By Associated Press - Tuesday, May 1, 2018

CAPE GIRARDEAU, Mo. (AP) - A southeast Missouri man who has served nearly two decades in prison after being convicted in a woman’s death should be released because his constitutional rights were violated during his trial, the Missouri Supreme Court ruled Tuesday.

The court’s ruling potentially ends a lengthy and contentious case that began when David Robinson was convicted in the August 2000 killing of Sheila Box, who was shot to death in her SUV after leaving a Sikeston bar. He was sentenced to life in prison without the possibility of parole.

“My prayers have been answered,” Jennette McCaster, Robinson’s mother, told the Southeast Missourian newspaper in Cape Girardeau Tuesday. “God sent his angels, and it’s like I’m waking up out of a nightmare.”

The ruling comes about three months after Judge Darrell Massey, an independent expert appointed to review the case by the state Supreme Court, cited “clear and convincing evidence” that Robinson was innocent of the crime.

The court ordered Robinson to be released within 30 days unless the Missouri Attorney General’s office decides to retry him. Mary Compton, a spokeswoman for the attorney general, said the office is reviewing the decision.

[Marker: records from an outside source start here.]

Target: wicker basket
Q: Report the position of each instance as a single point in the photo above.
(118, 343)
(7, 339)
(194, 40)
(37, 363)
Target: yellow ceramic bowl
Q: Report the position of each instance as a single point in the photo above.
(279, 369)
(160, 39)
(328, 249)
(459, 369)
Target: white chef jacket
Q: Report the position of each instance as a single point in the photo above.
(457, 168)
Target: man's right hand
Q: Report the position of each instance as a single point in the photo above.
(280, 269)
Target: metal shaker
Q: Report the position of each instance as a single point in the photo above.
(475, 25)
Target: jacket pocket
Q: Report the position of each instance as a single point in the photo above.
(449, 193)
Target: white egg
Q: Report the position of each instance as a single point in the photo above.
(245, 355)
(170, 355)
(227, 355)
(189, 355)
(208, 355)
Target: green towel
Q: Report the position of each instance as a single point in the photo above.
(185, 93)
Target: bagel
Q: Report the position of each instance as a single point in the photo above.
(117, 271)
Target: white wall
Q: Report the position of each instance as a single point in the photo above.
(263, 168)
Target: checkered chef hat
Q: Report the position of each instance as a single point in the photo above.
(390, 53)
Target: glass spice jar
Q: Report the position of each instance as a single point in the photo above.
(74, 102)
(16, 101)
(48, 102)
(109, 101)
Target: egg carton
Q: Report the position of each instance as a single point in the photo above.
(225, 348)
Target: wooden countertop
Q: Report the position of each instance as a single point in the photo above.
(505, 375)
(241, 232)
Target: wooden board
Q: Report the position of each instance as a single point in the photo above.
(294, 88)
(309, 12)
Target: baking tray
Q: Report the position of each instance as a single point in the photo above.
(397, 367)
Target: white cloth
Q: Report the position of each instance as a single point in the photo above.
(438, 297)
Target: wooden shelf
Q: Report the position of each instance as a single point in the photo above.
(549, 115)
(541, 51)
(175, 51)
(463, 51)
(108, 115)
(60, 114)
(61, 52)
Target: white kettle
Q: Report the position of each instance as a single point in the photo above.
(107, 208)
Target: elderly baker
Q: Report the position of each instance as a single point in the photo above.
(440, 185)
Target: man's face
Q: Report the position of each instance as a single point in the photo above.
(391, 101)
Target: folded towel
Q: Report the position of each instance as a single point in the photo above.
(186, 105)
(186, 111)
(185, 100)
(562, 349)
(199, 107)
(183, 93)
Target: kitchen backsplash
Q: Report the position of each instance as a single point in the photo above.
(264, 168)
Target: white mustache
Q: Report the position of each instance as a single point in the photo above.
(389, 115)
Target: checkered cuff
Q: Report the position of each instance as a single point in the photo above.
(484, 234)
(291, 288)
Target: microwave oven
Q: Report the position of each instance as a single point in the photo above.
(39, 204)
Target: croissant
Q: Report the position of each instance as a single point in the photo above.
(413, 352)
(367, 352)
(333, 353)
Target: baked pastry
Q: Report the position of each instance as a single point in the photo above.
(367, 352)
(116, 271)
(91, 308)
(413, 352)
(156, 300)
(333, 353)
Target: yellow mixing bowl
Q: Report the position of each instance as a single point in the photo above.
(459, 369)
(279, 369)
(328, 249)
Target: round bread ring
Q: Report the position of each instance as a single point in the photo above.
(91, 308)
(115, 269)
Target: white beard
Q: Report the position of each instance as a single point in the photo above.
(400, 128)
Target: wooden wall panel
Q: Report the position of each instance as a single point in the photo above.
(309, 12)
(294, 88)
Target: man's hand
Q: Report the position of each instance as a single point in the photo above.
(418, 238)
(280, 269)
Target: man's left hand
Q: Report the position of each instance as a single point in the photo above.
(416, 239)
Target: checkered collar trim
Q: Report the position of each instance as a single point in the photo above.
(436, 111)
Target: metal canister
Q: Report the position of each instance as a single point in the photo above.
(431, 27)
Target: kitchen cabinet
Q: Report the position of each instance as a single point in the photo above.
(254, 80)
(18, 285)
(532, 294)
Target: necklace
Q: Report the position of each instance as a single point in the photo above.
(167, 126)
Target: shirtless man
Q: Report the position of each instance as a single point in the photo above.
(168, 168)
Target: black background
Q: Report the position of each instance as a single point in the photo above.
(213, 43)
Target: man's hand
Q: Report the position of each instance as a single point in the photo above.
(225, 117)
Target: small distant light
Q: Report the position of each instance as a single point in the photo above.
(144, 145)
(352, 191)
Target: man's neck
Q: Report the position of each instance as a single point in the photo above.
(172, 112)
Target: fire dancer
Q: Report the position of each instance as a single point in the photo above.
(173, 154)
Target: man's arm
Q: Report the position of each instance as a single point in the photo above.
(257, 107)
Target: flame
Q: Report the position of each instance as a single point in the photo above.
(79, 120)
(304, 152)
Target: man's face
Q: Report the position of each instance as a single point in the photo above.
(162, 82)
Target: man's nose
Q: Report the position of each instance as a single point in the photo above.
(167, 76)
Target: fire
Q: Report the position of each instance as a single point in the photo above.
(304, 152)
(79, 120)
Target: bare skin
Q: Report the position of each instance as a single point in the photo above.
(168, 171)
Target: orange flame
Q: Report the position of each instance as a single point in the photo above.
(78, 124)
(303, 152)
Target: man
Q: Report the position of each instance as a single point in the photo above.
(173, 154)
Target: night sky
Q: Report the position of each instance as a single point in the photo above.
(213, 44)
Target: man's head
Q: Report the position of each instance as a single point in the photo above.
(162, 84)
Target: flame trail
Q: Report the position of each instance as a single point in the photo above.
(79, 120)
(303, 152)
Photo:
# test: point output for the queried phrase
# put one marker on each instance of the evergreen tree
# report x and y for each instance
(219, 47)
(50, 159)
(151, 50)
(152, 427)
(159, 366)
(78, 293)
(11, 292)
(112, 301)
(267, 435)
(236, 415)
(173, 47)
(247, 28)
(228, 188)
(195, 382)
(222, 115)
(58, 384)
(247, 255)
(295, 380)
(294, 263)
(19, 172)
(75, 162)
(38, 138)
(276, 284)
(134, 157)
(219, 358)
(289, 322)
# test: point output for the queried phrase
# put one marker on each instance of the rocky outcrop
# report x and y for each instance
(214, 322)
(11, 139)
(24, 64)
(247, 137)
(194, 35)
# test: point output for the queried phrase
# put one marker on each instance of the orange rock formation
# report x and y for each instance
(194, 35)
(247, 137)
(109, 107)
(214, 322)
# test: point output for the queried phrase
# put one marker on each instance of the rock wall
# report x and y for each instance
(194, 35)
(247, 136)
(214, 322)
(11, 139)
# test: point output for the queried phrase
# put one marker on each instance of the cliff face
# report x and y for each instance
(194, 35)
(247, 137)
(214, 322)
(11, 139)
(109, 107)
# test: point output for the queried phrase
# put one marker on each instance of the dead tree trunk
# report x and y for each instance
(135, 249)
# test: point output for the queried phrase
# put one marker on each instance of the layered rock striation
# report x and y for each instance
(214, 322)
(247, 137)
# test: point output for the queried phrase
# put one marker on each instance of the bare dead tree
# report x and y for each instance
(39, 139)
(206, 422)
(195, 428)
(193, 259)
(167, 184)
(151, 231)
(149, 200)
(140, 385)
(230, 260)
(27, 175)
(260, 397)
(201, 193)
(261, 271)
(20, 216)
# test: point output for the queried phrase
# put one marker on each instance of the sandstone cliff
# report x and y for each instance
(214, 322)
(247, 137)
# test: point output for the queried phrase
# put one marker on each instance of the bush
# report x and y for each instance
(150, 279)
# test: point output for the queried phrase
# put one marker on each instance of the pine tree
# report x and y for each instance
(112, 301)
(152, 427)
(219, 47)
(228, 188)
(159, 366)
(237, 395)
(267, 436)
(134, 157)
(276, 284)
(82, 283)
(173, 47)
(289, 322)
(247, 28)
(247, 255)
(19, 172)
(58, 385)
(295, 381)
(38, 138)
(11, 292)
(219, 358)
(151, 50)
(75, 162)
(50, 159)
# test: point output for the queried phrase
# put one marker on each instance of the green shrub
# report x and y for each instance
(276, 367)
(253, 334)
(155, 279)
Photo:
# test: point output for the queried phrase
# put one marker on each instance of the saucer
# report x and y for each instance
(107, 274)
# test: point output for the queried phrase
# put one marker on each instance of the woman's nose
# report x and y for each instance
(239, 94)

Massey was appointed to study the case after an investigation by the Southeast Missourian raised questions about the conviction, particularly the actions of a Sikeston police detective. No physical evidence linked Robinson to the crime and two witnesses who placed him at the scene later recanted. Another man, Romanze Mosby, confessed to the murder to several people in 2004 but refused to sign an affidavit to make the confession official. He killed himself in his jail cell five years later and his confession was never introduced at trial.

Robinson contended he was at a family gathering when Box was shot, and three relatives verified his alibi. Even Box’s daughter, said in March that she believed Robinson was innocent.

The main investigator, Sikeston detective John Blakely, was suspended after Missey’s findings. He remains on the city’s payroll but has been stripped of his badge. Blakely doesn’t have a listed phone number.

The newspaper investigation found that Blakely knew Mosby was a suspect before the case went to trial but did not investigate the lead. In court testimony, Blakely denied that he framed Robinson.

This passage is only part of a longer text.